Many ideas and influences come together in this project which is both a book and an 18 song album and other forms yet to be developed. This idea of how the imagination creates reality came into focus. I was exploring the occult, astrological predictions, integral philosophy and reading and listening to podcasts from the finest minds of the past and current times. I began writing a song a day with some new instruments and VSTs. Probing the art of bringing things from the imagination into existence. A lot of music and words were written in the spring/summer of 2019. I had a good idea of what 2020 would bring forth, my guides were telling me that shit was about to get re- arranged, and I wanted to make something for 2020. Something alert, beautiful, peaceful, contemplative and hopeful. I wanted to poison the ugliness and corruption with a contagion of another kind.
I sought out collaborators and drew on ancient musical influences, voices in Sanskrit and Hebrew, instrumentation from Africa and the Middle East. The music grew into a mix of uptempo and downtempo elements almost creating two different albums. I had been DJing for my wife's yoga class for a few years on Saturday mornings. Starting with solo piano pieces and moving through tribal and ethnic tapestries into ambient outros. Not really what you'd expect from a yoga class, moving around tempos and playing with different global flavors, creating space and
mood for the teacher and students to explore. This aesthetic influenced THE DARK ART OF LIGHT WORK. There's both music for moving and savasna. There's enough uptempo tracks to rock a Northern California dancefloor but also chill vibes too.
Can you tell us more about the 4 hawke albums you released?
I pretty much release my music myself or through friends. DARK ART OF LIGHT WORK is the 5th Hawke album which hasn't really been released but you can get it on BandCamp on Hardkiss Music. The first album, NAMAQUADISCO was released on our Hardkiss subsidiary Sunburn Recordings. Heatstroke came out on Six Degrees. Love Won another came out on Eighth Dimension. Plus Plus Plus was self released. Love In Stars came out on Hardkiss Music. It's available on the website: https:// www.hardkiss.org/product-page/hawke-vault-mp3-5-x- hawke-albums-extras.
What was the inspiration behind the albums?
Each album is a different period of my life. I'm just messing around with sounds and ideas and techniques and song writing. It's a hodge podge of different shit some of it more cohesive than others. I'm learning and experimenting with the people around me.

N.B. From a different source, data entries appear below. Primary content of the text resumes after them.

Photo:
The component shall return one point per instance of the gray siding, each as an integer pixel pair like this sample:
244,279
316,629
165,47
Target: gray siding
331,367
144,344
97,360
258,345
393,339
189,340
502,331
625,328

Can you tell us more about the
treasure hunt album and
gold USBs?
For the album LOVE IN STARS which came out around 2017, I wanted to bury my music catalog underneath the tallest building in San Francisco which they were building at the time.. But when I tried to infiltrate the building site to put the golden USB in the cement mixer, I got stopped. I wanted so some future archeologists to find my music as an artifact. Plan B was to triangulate the Bay Area with my music. I chose to place golden USB drives with my music catalog in three of the highest points around the Bay. I hid golden USBs in Richmond, San Francisco's Alamo Park and in Marin County on top of Mt Tamalpais. I inserted the first clues to finding the USBs in Hardkiss vinyl record sleeves at several record stores in San Francisco, Berkeley and San Rafael. People who got the first clue were directed to the second clue - a URL to a video clue to finding the USBs. Then people went on missions to find my music. A fan flew in from Texas. Eventually all the USBs were found. It was a super fun way to connect with people and take the whole process off of Spotify and the other digital monopolies into the real world.